"Of course I can!"


We picked strawberries this weekend, and of course Chloe ate more strawberries than she put into her basket. She popped them whole into her mouth: stem and leaves and dirt and all.
The rest of these strawberries are destined for the desert of winter, when I will open a jar of homemade jam and be instantly transported from the cold, dull gloom of January back to the sunny, sweet warmth of June, of picking strawberries under a bright blue sky with my little girl and her daddy.
Of course, I’ve never made jam before, ergo have never canned it before either. A healthy fear of botulism has kept me from venturing into the dark netherworld of home canning, a practice that seems so arcane, so foreign that I feel like I’m traveling back in time just by contemplating it. I don’t even think my maternal great-grandmother—a divorced, chain-smoking woman who sent her only child to live with nuns Monday-Friday so she could work full time—ever considered canning.
But I am more than contemplating it now. I am going to do it. The strawberries sit, untouched, in the fridge. They have a higher purpose than being added to something as mundane as my morning cereal. They are destined for greater things. Summer—and ingenuity—in a jar.
Since I am overly romantic about everything, I insist, then, on saying I am “puttin’ up” jam, like I am a homesteader living on the range, not a yuppie living in a condo. I wear a red cotton sundress and sandals, throw the windows wide open, and set about rinsing these newly picked strawberries—I am almost giddy with excitement. My jars and pectin (whatever the hell that is) are waiting at the ready.
Here I will pause to impart some canning wisdom.
Things I have learned about canning:
  1. Don’t wear sandals. Boiling jam is really fricken hot and hurts like a bitch when it splashes on top of your naked foot.
  2. Having one of those wide-mouth funnels really helps to get the jam into the jar. It’s not just something “fancy” that you don’t need. No matter how many times you mutter “motherfucker,” that jam will not make it off the counter and into your canning vessel.
  3. When attempting to process the filled cans, be sure your pot is tall enough to house both your jars and enough water to cover them by at least an inch. Displacing boiling water all over the stop top is an ugly turn of events. (Although jumping backward and screaming as the water scorches across the burner and onto the floor is a surefire way to get your husband’s attention).
  4. Canning tongs with rubber grips that curve around the jar’s rim are also essential, also not just another something “fancy.” Trying to extract heavy cans from boiling water using nothing but your wits and a ridiculously huge set of grilling tongs is no fun; no fun at all.
  5. There is little else as satisfying as the pop of a vacuum seal gone right.

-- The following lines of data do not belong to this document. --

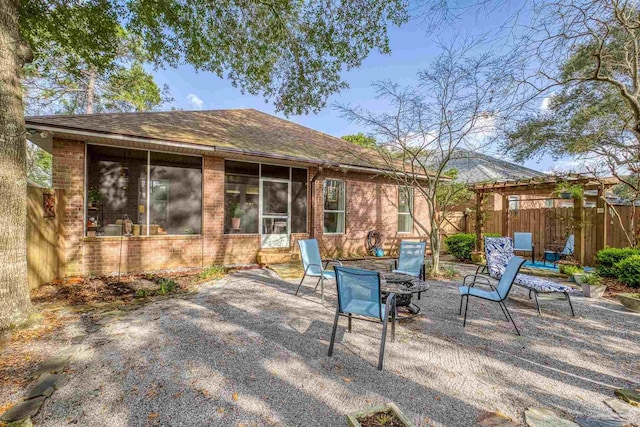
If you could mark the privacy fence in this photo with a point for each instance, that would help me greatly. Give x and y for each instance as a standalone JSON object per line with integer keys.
{"x": 552, "y": 225}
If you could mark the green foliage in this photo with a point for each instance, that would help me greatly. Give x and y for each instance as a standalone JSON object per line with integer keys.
{"x": 212, "y": 273}
{"x": 592, "y": 279}
{"x": 362, "y": 140}
{"x": 290, "y": 52}
{"x": 570, "y": 270}
{"x": 462, "y": 244}
{"x": 628, "y": 270}
{"x": 607, "y": 260}
{"x": 39, "y": 164}
{"x": 576, "y": 191}
{"x": 167, "y": 286}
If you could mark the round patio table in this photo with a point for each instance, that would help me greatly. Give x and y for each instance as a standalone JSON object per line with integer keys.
{"x": 404, "y": 286}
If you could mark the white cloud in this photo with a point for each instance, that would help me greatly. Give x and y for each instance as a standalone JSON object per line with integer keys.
{"x": 195, "y": 101}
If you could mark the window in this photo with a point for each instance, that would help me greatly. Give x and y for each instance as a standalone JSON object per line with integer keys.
{"x": 241, "y": 197}
{"x": 298, "y": 200}
{"x": 514, "y": 203}
{"x": 117, "y": 180}
{"x": 405, "y": 208}
{"x": 334, "y": 192}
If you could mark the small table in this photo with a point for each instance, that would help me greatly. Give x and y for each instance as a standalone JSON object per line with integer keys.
{"x": 404, "y": 286}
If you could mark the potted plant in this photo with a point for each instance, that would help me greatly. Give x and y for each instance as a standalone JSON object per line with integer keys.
{"x": 569, "y": 191}
{"x": 236, "y": 216}
{"x": 574, "y": 272}
{"x": 383, "y": 415}
{"x": 563, "y": 264}
{"x": 95, "y": 196}
{"x": 592, "y": 285}
{"x": 630, "y": 301}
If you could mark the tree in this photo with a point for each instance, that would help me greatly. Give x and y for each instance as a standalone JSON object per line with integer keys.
{"x": 290, "y": 52}
{"x": 457, "y": 103}
{"x": 361, "y": 139}
{"x": 58, "y": 81}
{"x": 594, "y": 97}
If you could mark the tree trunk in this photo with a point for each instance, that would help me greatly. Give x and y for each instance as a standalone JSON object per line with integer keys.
{"x": 91, "y": 89}
{"x": 14, "y": 291}
{"x": 434, "y": 237}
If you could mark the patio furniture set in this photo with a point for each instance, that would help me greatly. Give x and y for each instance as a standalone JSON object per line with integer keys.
{"x": 374, "y": 295}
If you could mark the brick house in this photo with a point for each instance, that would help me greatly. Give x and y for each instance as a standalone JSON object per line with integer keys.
{"x": 197, "y": 188}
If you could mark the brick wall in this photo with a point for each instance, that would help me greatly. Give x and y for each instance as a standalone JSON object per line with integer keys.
{"x": 371, "y": 204}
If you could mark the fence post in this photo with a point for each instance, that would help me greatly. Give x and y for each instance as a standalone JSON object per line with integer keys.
{"x": 601, "y": 220}
{"x": 578, "y": 229}
{"x": 505, "y": 215}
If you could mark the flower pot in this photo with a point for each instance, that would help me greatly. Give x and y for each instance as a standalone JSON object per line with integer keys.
{"x": 630, "y": 301}
{"x": 352, "y": 419}
{"x": 593, "y": 291}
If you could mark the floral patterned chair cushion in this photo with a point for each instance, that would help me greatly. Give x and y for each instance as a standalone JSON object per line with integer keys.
{"x": 499, "y": 251}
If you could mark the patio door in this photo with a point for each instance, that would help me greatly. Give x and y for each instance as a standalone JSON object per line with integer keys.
{"x": 275, "y": 195}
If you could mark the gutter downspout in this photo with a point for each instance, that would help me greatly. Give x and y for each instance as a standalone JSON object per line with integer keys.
{"x": 312, "y": 232}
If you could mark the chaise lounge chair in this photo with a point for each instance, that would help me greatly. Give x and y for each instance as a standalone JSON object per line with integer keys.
{"x": 498, "y": 251}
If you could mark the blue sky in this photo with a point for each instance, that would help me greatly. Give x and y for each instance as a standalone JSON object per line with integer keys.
{"x": 412, "y": 49}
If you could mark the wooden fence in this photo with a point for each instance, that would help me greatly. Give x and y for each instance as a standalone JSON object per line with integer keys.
{"x": 43, "y": 221}
{"x": 550, "y": 225}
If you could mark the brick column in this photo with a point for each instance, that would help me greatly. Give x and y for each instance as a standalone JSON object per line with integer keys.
{"x": 68, "y": 175}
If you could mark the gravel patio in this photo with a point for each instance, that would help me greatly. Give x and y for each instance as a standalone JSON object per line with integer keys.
{"x": 245, "y": 351}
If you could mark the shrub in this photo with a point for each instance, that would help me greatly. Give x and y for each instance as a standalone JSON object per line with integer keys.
{"x": 462, "y": 244}
{"x": 628, "y": 270}
{"x": 606, "y": 260}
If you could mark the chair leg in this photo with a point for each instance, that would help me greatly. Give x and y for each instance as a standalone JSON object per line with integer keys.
{"x": 384, "y": 338}
{"x": 333, "y": 332}
{"x": 394, "y": 315}
{"x": 466, "y": 309}
{"x": 535, "y": 293}
{"x": 570, "y": 305}
{"x": 510, "y": 317}
{"x": 302, "y": 280}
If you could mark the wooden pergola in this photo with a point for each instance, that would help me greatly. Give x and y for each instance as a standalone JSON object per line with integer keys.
{"x": 544, "y": 187}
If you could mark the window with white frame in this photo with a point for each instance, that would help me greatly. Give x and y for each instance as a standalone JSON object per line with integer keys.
{"x": 334, "y": 206}
{"x": 405, "y": 208}
{"x": 141, "y": 193}
{"x": 514, "y": 203}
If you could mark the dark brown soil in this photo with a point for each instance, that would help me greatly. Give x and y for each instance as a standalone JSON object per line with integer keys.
{"x": 381, "y": 419}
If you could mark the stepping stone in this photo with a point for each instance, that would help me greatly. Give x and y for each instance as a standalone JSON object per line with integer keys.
{"x": 541, "y": 417}
{"x": 53, "y": 365}
{"x": 629, "y": 395}
{"x": 47, "y": 385}
{"x": 624, "y": 410}
{"x": 21, "y": 423}
{"x": 495, "y": 419}
{"x": 601, "y": 422}
{"x": 28, "y": 408}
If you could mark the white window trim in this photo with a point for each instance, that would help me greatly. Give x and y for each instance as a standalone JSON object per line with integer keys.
{"x": 343, "y": 211}
{"x": 148, "y": 201}
{"x": 411, "y": 194}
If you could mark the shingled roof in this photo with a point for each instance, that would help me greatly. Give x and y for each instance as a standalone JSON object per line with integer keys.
{"x": 244, "y": 131}
{"x": 475, "y": 168}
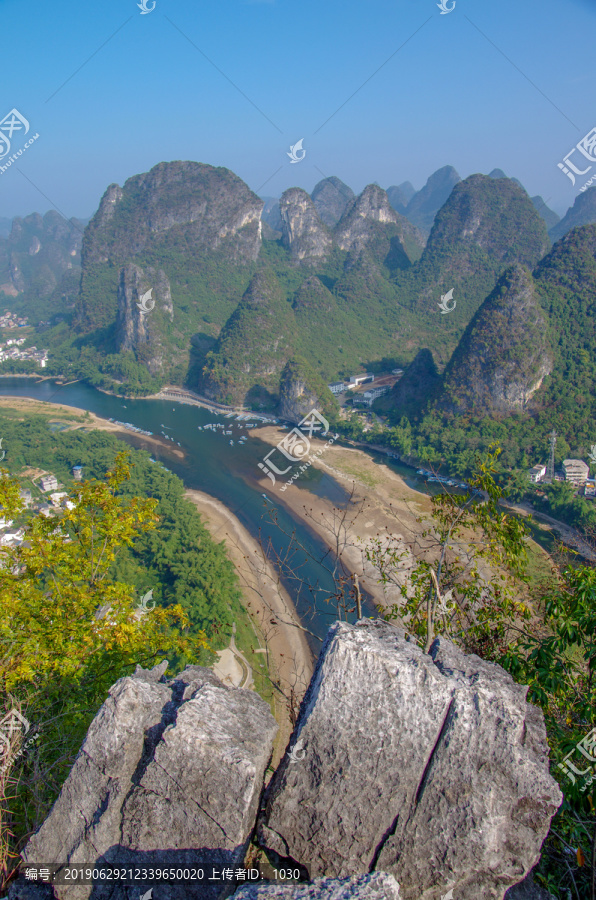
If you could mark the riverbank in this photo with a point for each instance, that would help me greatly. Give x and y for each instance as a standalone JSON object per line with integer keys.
{"x": 284, "y": 646}
{"x": 289, "y": 657}
{"x": 382, "y": 508}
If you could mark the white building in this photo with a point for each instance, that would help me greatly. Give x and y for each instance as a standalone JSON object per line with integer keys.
{"x": 369, "y": 397}
{"x": 537, "y": 473}
{"x": 48, "y": 483}
{"x": 355, "y": 380}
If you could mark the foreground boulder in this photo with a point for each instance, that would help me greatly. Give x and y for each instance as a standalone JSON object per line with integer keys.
{"x": 169, "y": 775}
{"x": 431, "y": 767}
{"x": 378, "y": 886}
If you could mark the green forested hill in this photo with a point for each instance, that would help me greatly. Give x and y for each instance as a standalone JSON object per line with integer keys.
{"x": 564, "y": 284}
{"x": 369, "y": 305}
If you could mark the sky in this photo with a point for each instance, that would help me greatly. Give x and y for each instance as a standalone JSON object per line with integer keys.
{"x": 380, "y": 91}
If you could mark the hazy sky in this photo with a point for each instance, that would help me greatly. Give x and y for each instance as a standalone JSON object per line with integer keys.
{"x": 380, "y": 90}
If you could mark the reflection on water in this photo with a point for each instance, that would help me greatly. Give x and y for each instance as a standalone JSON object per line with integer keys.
{"x": 226, "y": 467}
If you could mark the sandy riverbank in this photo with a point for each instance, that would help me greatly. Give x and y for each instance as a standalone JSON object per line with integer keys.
{"x": 289, "y": 656}
{"x": 382, "y": 507}
{"x": 79, "y": 418}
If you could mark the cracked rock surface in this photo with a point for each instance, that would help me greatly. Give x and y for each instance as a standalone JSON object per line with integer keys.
{"x": 432, "y": 767}
{"x": 169, "y": 775}
{"x": 378, "y": 886}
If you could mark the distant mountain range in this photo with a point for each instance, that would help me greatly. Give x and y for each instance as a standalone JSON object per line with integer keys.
{"x": 245, "y": 293}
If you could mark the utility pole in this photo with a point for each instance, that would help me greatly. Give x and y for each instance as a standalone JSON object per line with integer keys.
{"x": 550, "y": 469}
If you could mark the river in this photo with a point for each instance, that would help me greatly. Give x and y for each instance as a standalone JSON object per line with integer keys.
{"x": 230, "y": 473}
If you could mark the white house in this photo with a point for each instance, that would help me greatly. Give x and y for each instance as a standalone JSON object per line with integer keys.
{"x": 355, "y": 380}
{"x": 537, "y": 473}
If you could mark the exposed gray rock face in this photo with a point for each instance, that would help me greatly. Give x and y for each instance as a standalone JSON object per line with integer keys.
{"x": 303, "y": 233}
{"x": 583, "y": 212}
{"x": 378, "y": 886}
{"x": 137, "y": 330}
{"x": 301, "y": 390}
{"x": 169, "y": 775}
{"x": 417, "y": 385}
{"x": 442, "y": 779}
{"x": 271, "y": 214}
{"x": 528, "y": 890}
{"x": 424, "y": 205}
{"x": 549, "y": 215}
{"x": 331, "y": 197}
{"x": 41, "y": 256}
{"x": 368, "y": 218}
{"x": 214, "y": 206}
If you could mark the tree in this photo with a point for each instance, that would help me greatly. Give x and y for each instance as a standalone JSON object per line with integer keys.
{"x": 68, "y": 630}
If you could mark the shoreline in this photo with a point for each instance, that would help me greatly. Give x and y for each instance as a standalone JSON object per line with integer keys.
{"x": 265, "y": 600}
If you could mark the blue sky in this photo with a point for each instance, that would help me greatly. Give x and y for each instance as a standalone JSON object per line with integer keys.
{"x": 234, "y": 83}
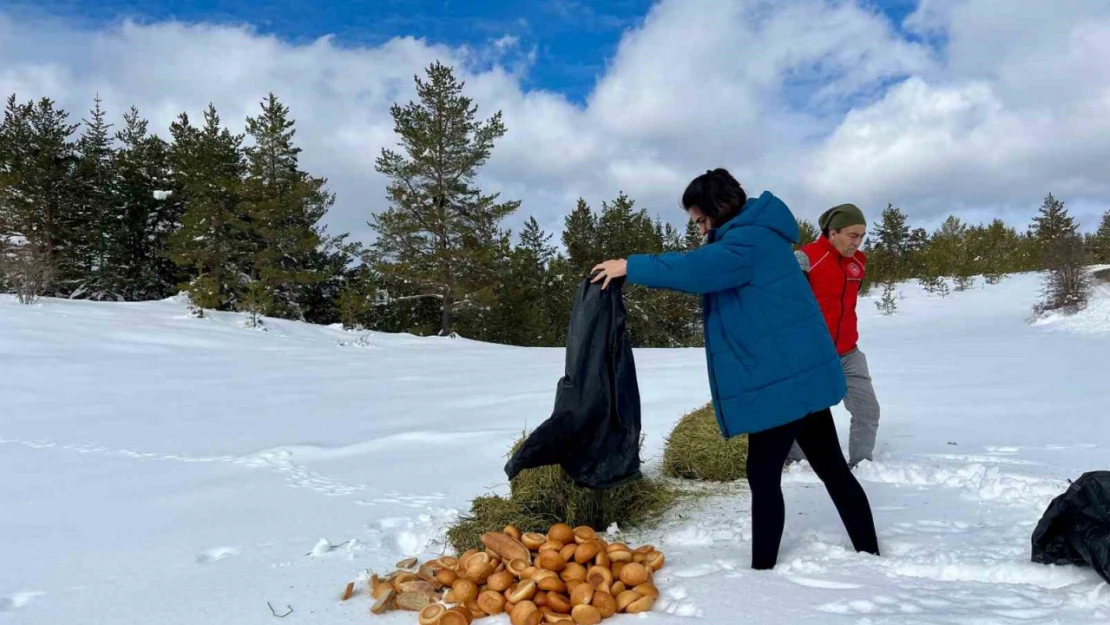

  6. You might irritate your friends by sending text message pictures of your new jars of gorgeous jam. Do it anyway!
  7. You might have recurring dreams all night that your jam doesn’t “set up.” Resist the urge to run to the kitchen at 2:30 am to check on it. You’ll be rewarded in the morning with perfectly set jam and a happy toddler begging to eat it on toast, to which you will blissfully oblige.
Now that I have successfully done it once, I am obsessed with canning. I immediately order a canning kit online, complete with the correct tongs and funnel, and check the website 30 minutes later to see if it has shipped yet (it hasn’t). I obsessively take pictures of my gorgeous jars and scoff at my camera’s inability to capture their jewel-like beauty.  I can’t wait for the blueberries and raspberries and blackberries to be ready for picking, and therefore jam making, and therefore canning. And although I am not anxious for the long days of summer to slip through my fingers like sand at the beach, a part of me can’t wait for January, for popping open that jar of June jam and smiling all over again at a job well done.